4.1- La durabilité et la complexité de l'espace sociétal

Le développement durable en tant que « projet de société, choix pour la vie bonne et en commun sur Terre» (D. Pestre, 2011, p.32), arrive à point nommé dans un contexte de remise en cause du modèle de développement amorcé par l'humanité depuis le XVIIIème siècle et dont les conséquences laissent à désirer de nos jours. Systématisé par le rapport Brundtland, les implications des principes stipulés pour la mise en oeuvre de ce projet de société mettent en exergue le fait, tel que l'écrit D. Pestre (2011, p.34): « qu'il peut ici exister un grand fossé des promesses aux réalisations, des mots aux choses ». Cette situation qui handicape gravement l'évolution ou mieux la mise en oeuvre effective et efficace des principes de la durabilité, laisserait dire que le développement durable reste un idéal.
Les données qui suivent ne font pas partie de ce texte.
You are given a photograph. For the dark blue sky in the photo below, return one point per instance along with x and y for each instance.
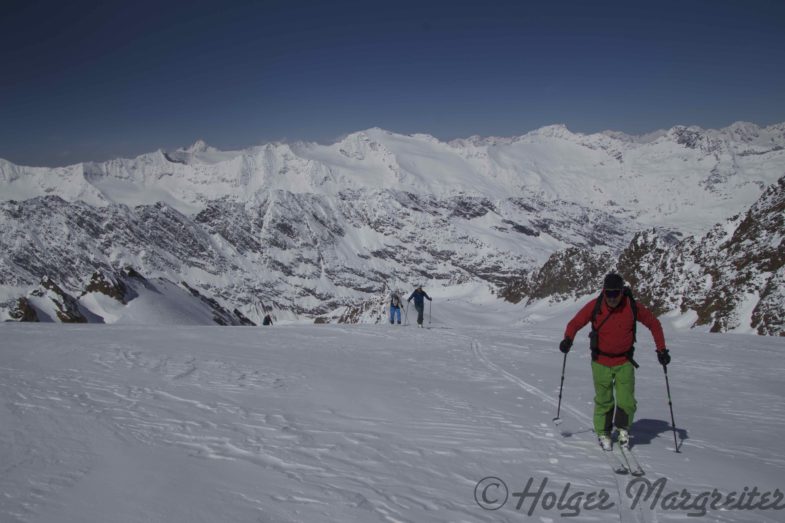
(80, 81)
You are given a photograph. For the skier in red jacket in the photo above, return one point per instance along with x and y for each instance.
(613, 317)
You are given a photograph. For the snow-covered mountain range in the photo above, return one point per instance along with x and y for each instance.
(692, 217)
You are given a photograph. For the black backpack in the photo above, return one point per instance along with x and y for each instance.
(595, 331)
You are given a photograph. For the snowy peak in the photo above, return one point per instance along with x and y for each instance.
(199, 146)
(318, 231)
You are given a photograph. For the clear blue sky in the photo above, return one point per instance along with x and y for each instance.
(81, 81)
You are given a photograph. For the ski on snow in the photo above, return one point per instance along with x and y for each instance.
(633, 465)
(617, 463)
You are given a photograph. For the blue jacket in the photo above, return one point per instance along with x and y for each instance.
(418, 296)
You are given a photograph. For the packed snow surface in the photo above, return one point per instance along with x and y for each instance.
(363, 423)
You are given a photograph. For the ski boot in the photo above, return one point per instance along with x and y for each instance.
(623, 437)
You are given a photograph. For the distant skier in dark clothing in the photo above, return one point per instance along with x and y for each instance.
(419, 296)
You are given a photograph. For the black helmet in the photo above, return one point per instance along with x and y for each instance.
(613, 281)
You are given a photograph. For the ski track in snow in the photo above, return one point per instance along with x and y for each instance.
(348, 423)
(625, 513)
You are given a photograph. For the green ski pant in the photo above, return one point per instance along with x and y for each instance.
(607, 379)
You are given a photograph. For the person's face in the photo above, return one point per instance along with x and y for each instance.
(612, 297)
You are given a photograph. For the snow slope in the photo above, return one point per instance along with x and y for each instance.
(364, 423)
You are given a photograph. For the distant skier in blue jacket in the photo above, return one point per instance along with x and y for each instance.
(419, 296)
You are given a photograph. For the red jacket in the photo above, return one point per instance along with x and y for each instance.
(616, 333)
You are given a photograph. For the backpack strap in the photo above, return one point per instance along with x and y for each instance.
(595, 331)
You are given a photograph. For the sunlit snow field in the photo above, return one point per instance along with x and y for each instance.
(308, 423)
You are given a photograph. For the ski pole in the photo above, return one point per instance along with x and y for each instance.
(557, 419)
(670, 405)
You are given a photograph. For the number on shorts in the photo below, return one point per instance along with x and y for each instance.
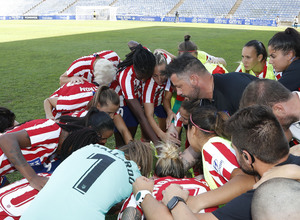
(92, 174)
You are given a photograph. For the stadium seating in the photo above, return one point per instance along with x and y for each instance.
(268, 9)
(205, 8)
(144, 7)
(16, 7)
(72, 9)
(51, 7)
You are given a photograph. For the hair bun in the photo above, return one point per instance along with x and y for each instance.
(168, 150)
(187, 37)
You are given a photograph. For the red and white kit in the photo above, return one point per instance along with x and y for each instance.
(153, 93)
(16, 198)
(127, 86)
(73, 97)
(44, 136)
(194, 186)
(83, 66)
(220, 160)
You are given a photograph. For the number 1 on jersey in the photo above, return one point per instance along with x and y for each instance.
(92, 174)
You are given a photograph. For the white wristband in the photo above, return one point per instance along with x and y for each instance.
(139, 197)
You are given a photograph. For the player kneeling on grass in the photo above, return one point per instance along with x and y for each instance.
(98, 68)
(169, 169)
(40, 142)
(18, 195)
(91, 181)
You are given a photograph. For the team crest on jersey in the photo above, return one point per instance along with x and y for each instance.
(35, 162)
(218, 165)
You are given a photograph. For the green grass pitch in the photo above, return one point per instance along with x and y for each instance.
(33, 54)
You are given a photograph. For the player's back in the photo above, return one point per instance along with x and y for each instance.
(85, 186)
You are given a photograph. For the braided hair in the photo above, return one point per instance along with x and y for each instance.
(77, 140)
(7, 119)
(143, 62)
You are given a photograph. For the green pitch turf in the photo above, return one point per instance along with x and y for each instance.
(33, 54)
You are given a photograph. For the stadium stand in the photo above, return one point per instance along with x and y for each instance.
(205, 8)
(256, 9)
(268, 9)
(144, 7)
(72, 9)
(50, 7)
(16, 7)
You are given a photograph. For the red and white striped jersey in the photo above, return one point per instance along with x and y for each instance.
(79, 114)
(219, 159)
(16, 198)
(194, 186)
(127, 86)
(153, 93)
(73, 97)
(83, 66)
(44, 137)
(177, 121)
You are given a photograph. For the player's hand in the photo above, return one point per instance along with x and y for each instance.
(77, 80)
(50, 117)
(286, 171)
(169, 119)
(142, 183)
(38, 182)
(172, 131)
(170, 138)
(174, 190)
(295, 150)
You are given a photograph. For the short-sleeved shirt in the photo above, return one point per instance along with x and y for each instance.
(266, 73)
(44, 137)
(83, 66)
(16, 198)
(194, 186)
(85, 185)
(228, 90)
(219, 160)
(213, 68)
(152, 92)
(240, 207)
(127, 86)
(291, 77)
(73, 97)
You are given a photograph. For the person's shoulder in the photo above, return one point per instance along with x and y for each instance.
(238, 208)
(234, 76)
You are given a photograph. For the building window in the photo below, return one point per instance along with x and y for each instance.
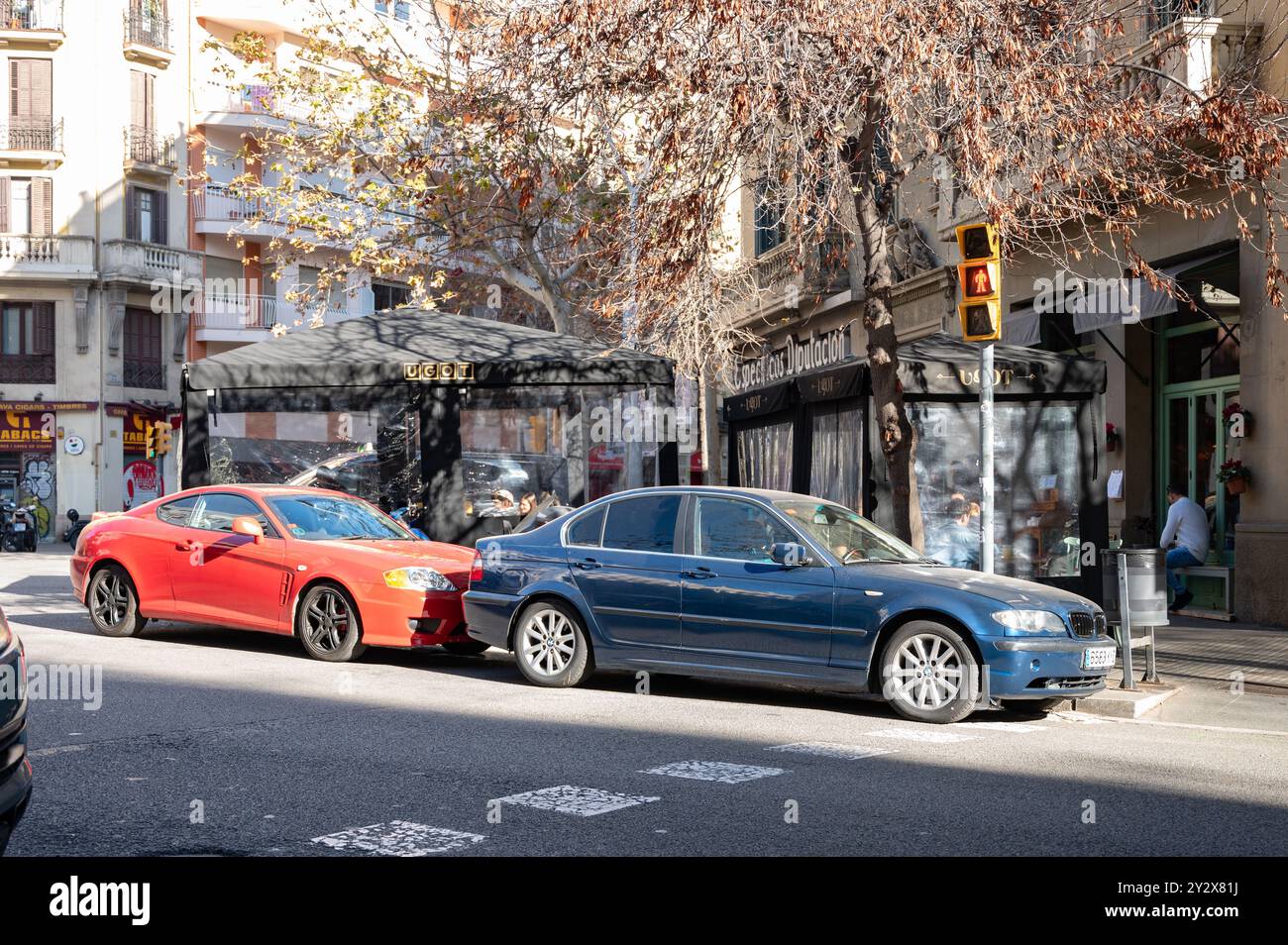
(386, 295)
(146, 215)
(27, 343)
(143, 366)
(771, 218)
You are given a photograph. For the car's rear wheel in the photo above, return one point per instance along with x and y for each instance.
(112, 602)
(928, 674)
(467, 648)
(550, 645)
(329, 626)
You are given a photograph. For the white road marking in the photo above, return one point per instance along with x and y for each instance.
(721, 772)
(918, 735)
(583, 802)
(399, 838)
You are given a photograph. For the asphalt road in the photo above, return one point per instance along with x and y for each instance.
(206, 740)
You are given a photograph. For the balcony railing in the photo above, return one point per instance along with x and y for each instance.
(219, 202)
(31, 14)
(33, 136)
(27, 368)
(52, 253)
(147, 30)
(130, 259)
(146, 146)
(235, 313)
(145, 373)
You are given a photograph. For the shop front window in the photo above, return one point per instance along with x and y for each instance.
(765, 456)
(1037, 494)
(520, 446)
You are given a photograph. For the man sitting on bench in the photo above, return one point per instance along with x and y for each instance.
(1186, 528)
Par idéal, nous entendons ici ce que l'on pourrait souhaiter de mieux, ce qui est une construction de l'esprit et qui n'existe pas dans la réalité. C'est justement en ses principes que le développement durable pèche car il a une vision homogène de la vie et propose en conséquence une logique d'homogénéisation des actions durables. Or la réalité de nos sociétés est l'hétérogénéité dans les valeurs, les orientations, quelques fois même contradictoires. D. Pestre (2011, p.33) écrit:

La situation à laquelle ce projet de développement durable fait face est que les sociétés dans lesquelles il s'inscrit ne sont pas réglées par le principe unique qu'il met en avant, mais par des principes, des intérêts et des modes de déploiement contradictoires et nombreux.

. C'est en ce sens que l'on peut comprendre l'attitude du Brésil par rapport aux idéaux

environnementaux ; pays ayant abrité « le sommet de la terre » et doté d'outils pour mettre en pratique les résolutions qui en ont découlé afin d'être pays pilote du développement durable a échoué. Le Plan d'Accélération de la Croissance (PAC) lancé par la présidente Dilma Rousseff vingt ans après « le sommet de la terre » témoigne une fois encore de la complexité de l'application des recommandations du développement durable. C. Aubertin (2012, p.46) écrit:

La posture du Brésil est paradoxale. Il apparaît comme un défenseur et un excellent médiateur de la cause environnementale sur la scène internationale. Il possède des outils de conservation exemplaires (code forestier, système national des unités de conservation, veille satellitaire, etc.), Alors que sa pratique est controversée quant à l'application de ces outils, les droits de ses populations indigènes et la violence entretenue par les propriétaires terriens -les fazendeiros réunis sous la bannière des « ruralistes ». Depuis l'arrivée à la présidence de Dilma Rousseff, initiatrice du très productiviste Plan d'Accélération de la Croissance (PAC), on observe une nette remise en cause des acquis environnementaux.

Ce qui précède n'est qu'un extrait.